CONADE is Mexico's National Commission for Physical Culture and Sport (Comisión Nacional de Cultura Física y Deporte). It is the arm of the Mexican government charged with fostering and promoting physical education, recreation, and sport. CONADE's headquarters are located in Mexico City.

== Goals ==
CONADE's goals are for the population to: exercise consistently, use free time in a positive way, and practice sports regularly.

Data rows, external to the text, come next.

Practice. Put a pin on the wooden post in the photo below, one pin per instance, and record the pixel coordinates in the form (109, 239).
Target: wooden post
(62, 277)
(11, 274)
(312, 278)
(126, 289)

CONADE also provides athletes with both support and training in order to ensure that they can dedicate themselves to training.

==SINADE==
The National System of Physical Culture and Sports (Sistema Nacional de Cultura Física y Deporte) is a collegiate body that represents and governs CONADE. SINADE's purpose is to direct, control and accomplish the goals established by the government and CONADE. They are represented in a Directive Council (Collegiate Body).

==Financing==
In 2016 the advertising budget increased 1,434%. This is equal to 13% of the total budget. 13% is commonly assigned to the main television companies linked with the Mexican President's political party. The CONADE director Alfredo Castillo Cervantez was also director of the police in Estado de Mexico when Enrique Peña Nieto was governor of that state. Since the early stages as director of CONADE, Castillo has had a strategy of cutting funding and making organizations return some of the money already spent. Despite this, some other federations, such as the Amateur Boxing Federation, had to ask their participants to ask for money on the streets.

==National Olympics==
CONADE is responsible for organizing the National Olympics, as well as the qualifying events for the National Olympics.